Der Aufbau eines Lernkreislaufs erfordert die gleichzeitige Bewältigung von Herausforderungen auf drei Ebenen: Auf der Infrastruktur-Ebene müssen Pipelines aufgebaut werden, die Trainingsdaten aus der Echtzeitnutzung erfassen, Feintuning durchführen, bereitstellen und Ergebnisse überwachen. Auf der Daten-Governance-Ebene müssen proprietäre Dialoge und Workflows in saubere, konforme und maschinenlesbare Trainingsdaten umgewandelt werden. Auf der Disziplin-Ebene ist eine kontinuierliche Bewertung erforderlich, um sicherzustellen, dass das Modell tatsächlich bessere Ergebnisse liefert. Der Unternehmensberater Kumar Gauraw hat dieses Muster mehrfach dokumentiert: Teams führen hastig Feintuning durch, mieten teure GPUs und stellen dann fest, dass ein besser formulierter Prompt das Problem in kürzerer Zeit löst. Auch die Regulierung erhöht die Komplexität. Dario Amodei von Anthropic hat kürzlich vorgeschlagen, für Spitzenmodelle eine unabhängige Prüfung ähnlich der Luftfahrtregulierung einzuführen, die vor der Bereitstellung durchgeführt wird. Dies ist für große Unternehmen mit Compliance-Teams noch handhabbar, aber für Unternehmen im mittleren Marktsegment, die kontinuierlich Feintuning an proprietären Daten durchführen, deutlich schwieriger.

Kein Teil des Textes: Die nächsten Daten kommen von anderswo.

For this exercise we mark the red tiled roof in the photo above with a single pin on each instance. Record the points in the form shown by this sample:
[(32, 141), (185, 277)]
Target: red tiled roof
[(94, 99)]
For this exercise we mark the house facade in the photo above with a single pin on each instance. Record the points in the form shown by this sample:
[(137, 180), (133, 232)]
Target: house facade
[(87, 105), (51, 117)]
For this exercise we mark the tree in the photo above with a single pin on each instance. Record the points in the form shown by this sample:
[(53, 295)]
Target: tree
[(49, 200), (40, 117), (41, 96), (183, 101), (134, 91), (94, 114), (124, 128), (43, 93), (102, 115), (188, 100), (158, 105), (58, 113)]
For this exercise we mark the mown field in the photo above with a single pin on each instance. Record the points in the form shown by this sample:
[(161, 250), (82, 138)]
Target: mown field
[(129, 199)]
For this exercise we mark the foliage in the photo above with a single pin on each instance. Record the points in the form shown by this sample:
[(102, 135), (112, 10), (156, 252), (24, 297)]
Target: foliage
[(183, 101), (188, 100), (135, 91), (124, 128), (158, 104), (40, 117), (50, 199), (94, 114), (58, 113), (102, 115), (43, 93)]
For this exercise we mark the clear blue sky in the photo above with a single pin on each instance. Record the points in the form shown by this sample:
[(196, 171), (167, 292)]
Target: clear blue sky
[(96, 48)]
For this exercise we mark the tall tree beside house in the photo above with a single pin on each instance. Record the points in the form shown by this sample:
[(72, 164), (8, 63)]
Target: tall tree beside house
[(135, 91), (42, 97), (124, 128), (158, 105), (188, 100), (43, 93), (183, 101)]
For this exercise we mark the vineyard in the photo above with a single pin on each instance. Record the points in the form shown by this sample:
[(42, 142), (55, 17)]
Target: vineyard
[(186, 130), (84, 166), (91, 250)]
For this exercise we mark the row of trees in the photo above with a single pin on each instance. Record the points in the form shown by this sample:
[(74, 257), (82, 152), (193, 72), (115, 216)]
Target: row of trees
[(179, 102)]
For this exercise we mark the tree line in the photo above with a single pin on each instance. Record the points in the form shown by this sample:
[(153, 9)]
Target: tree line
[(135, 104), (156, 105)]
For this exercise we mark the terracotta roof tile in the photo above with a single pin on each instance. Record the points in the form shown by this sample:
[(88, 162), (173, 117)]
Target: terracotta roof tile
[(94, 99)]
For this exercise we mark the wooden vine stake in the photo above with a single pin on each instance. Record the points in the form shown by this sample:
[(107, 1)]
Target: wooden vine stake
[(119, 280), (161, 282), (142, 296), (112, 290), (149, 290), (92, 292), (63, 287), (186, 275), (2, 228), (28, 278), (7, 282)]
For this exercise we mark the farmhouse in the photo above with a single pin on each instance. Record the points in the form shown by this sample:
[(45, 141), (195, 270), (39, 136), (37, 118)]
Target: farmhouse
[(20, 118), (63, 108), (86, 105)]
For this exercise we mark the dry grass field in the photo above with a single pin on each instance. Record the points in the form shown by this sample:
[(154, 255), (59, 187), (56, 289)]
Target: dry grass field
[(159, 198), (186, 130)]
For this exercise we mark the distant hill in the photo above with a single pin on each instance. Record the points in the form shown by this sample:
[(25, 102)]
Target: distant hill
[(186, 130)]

Trotz dieser Herausforderungen bleibt Nadellas Kernargument beachtenswert: Unternehmen, die frühzeitig proprietäre Lernkreisläufe aufbauen, können sich schwer reproduzierbare Vorteile verschaffen. Dieser Vorteil ergibt sich nicht aus der Technologie selbst, sondern daraus, dass der Kreislauf institutionelles Wissen in ein System kodiert, das sich mit jeder Nutzung verbessert. Dies stellt den Aufbau eines Vermögenswerts dar, nicht nur den Kauf des Zugangs zu intelligenteren Modellen. Die eigentliche Frage ist, ob Unternehmen in der Lage sind, die für den Aufbau eines Kreislaufs erforderliche Infrastruktur, Governance und Disziplin zu stemmen, oder ob sie darauf warten sollten, dass die Modelle selbst leistungsfähig genug werden, ohne komplexe Kreisläufe auszukommen. Dies ist eine strategische Entscheidung zur Positionierung des Unternehmens.